José María Cruz Novillo studied at the School of Arts and Crafts of his hometown of Cuenca and during his youth, he was assistant to the sculptor José Navarro Gabaldón. In 1958, he moved to Madrid.

His visual art career is an ongoing exercise in exploring human perception. Using colour and mathematics, he designs pieces and situations in which the viewer completes the work. His Diaphragms, whose etymological meaning is interception, bring together simple and monochromatic elements starting from the circle and the line, where sound, photographs, etc. are added to develop synaesthetic pieces whose meaning arises from experience. For example, Decaphonic Diaphragms of Digits, at the Spanish National Statistics Institute (Madrid, 2008), offers multiple possible interpretations: each colour is equivalent to a digit that is turned into statistical data reflecting the extension of Spain, its population, the number of cities it contains, etc. However, apart from acting as a numerical code, the colours can also be translated into musical notes, turning the façade of the building into a type of stave ready to be interpreted.
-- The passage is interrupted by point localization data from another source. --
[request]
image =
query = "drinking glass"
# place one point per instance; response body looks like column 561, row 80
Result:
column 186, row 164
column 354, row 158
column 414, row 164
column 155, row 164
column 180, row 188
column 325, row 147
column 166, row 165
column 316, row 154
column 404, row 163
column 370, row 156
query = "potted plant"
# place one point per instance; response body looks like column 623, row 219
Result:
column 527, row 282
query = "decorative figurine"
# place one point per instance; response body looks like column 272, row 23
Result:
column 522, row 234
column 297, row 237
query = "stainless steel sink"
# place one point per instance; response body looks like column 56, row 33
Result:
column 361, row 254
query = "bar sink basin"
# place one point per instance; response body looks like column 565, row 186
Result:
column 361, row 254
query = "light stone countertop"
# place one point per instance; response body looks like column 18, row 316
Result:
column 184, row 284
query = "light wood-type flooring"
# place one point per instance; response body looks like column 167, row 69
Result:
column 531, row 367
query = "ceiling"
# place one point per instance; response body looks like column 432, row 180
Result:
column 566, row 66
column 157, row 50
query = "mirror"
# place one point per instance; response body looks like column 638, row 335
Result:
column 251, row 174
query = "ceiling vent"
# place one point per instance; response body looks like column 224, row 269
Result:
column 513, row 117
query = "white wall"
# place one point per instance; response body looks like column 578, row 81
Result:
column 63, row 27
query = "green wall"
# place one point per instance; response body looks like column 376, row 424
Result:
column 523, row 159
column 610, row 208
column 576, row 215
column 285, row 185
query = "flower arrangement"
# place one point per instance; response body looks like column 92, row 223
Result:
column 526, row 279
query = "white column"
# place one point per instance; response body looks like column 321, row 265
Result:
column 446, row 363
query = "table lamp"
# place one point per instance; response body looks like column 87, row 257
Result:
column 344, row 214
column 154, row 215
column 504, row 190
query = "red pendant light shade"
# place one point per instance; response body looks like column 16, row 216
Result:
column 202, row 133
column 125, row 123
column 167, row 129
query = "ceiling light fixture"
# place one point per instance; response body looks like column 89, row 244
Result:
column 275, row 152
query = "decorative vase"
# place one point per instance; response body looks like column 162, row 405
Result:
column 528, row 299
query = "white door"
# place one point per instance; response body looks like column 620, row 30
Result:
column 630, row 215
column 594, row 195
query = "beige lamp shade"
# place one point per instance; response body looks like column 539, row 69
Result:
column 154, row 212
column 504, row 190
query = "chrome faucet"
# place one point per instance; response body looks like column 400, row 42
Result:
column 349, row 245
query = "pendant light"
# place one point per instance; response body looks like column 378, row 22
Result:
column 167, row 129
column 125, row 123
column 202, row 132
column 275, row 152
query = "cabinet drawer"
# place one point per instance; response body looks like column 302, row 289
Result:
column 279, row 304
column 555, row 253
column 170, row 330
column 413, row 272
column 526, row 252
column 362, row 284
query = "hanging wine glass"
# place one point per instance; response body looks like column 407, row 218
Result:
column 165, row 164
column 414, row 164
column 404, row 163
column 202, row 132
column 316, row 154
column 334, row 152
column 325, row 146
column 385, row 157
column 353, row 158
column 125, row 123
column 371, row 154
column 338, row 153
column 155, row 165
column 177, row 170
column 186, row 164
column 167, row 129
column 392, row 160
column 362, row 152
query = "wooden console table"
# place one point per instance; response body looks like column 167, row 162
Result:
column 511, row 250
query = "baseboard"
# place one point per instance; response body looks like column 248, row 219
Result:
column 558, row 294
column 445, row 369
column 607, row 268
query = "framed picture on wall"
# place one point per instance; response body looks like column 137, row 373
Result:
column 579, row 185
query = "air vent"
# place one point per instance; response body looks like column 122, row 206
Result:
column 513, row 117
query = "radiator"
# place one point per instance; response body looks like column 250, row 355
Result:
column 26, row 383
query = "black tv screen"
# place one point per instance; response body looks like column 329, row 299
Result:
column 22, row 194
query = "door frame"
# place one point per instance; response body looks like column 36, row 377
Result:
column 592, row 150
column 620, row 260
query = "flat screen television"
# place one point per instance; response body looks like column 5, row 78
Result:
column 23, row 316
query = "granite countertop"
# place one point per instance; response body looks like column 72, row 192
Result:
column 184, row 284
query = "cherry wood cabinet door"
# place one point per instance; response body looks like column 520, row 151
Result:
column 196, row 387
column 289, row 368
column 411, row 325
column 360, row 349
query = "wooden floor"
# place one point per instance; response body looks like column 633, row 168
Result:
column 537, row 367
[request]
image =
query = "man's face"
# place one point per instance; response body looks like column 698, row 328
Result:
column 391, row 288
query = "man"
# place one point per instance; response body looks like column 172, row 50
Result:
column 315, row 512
Cruz Novillo is also a designer and has created the logos for some important private and public companies, media outlets, political parties and government institutions, including those of the PSOE [Spanish Socialist Party], Renfe, El Mundo newspaper, the Public Treasury, Repsol, etc., along with the last banknotes issued by Banco de España when the peseta was still legal tender.

In 2006, he was made a member of the San Fernando Fine Arts Academy and in 2012 he was awarded the Gold Medal for Merit in Fine Arts.

He was exhibited at the São Paulo Biennial (1977), and has had solo shows at the AELE - Evelyn Botella Gallery (Madrid, 1980, 1985, 1987, 1989, 1991, 1993, 1997, 1999, 2001, 2004 & 2006); the School of Architecture at the University of Navarra (Pamplona/Iruña, 1984); the Barjola Museum (Gijón, 1992); the Malaga Professional Association of Architects (2001); the Antonio Pérez Foundation (Cuenca, 2002) and the Museum of Royal Academy of Fine Arts of San Fernando (Madrid, 2011), among others.

Isabel Tejeda

 
 
Vv.Aa. Colección Banco de España. Catálogo razonado, Madrid, Banco de España, 2019, vol. 2.